A petition for an initiative to allow alcohol sales in Crawford County has failed to receive the qualifying number of signatures to place the measure on the election ballot, according to the Crawford County Clerk’s Office.
After making the final tally of the petition signatures, Crawford County Clerk Teresa Armer said the petition fell short of the required 12,110 signatures.
Accepted were 10,584 signatures in total, leaving the petition short 1,526 signatures, Armer said. A total of 19,399 signatures were submitted, with 8,815 being denied by the clerk’s office, she said.
“The law requires you to meet 38 percent of registered voters,” Armer said. “They did not meet that threshold.”
Keep Dollars in Crawford County, the group that has been working to place the alcohol initiative on the Nov. 8 general election ballot, also fell short of the Aug. 30 deadline for an issue to be certified to the election commission, which is set for 70 days prior to the election. They submitted their final signatures on Sept. 1.
Keep Dollars filed a lawsuit Sept. 1 against Armer, alleging she failed to count submitted signatures and alert the organization of deficiency in a timely manner, and that she threw out qualifying signatures.
Armer said the claims in the lawsuit are untrue.
Armer addressed one portion of the lawsuit, which claims Armer “refused to count the signatures of registered Crawford County voters because she believed that said pages contained the signatures of petitioners from more than one county and thus could not be counted … ”

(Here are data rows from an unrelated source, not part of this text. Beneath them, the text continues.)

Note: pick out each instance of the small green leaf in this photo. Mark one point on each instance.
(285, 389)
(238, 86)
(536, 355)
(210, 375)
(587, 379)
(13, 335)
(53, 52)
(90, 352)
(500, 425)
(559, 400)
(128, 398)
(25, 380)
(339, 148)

Though some clerk’s offices would throw out full pages with signatures from outside counties, she only threw out individual signatures and counted those on the page from voters registered in Crawford County, she said.
“The ones that were rejected, mostly they were duplicates or they were not registered to vote, or the date of the signed petitioners was prior to the date we were notified of the canvasser, which is against the law, so we had to reject those pages,” Armer said.
According to state law, the abiding county clerk must be notified of a new petition canvasser prior to that canvasser collecting signatures.
Keep Dollars’ lawsuit also challenges the constitutionality of the state law prohibiting clerks from counting signatures on a petition part that contains signatures from more than one county.
Arkansas Attorney General Leslie Rutledge has filed a motion to intervene on behalf of the state regarding the challenge to state law. The motion was granted by Circuit Court Judge Mike Medlock.
Keep Dollars submitted its original set of petition signatures on Aug. 10. The clerks’ office had 10 days to verify signatures and notify the group if it had fallen short.
While the 10 days ended on Saturday, Aug. 20, Armer notified the group the following Monday that they had collected 75 percent of their goal and had an additional 10 days to collect signatures with a deadline of Sept. 1.
Unfortunately for Keep Dollars, the election commission deadline as determined by state law fell two days before the group’s extended deadline.
In a previous interview, Kevin Holmes, a representative of Keep Dollars in Crawford County, said Armer should have notified the group of its original deficiency more quickly.
“In our opinion, there was a dereliction of duty in counting the signatures on time,” Holmes said in that interview. “She could have put that letter in the mail on the 20th.”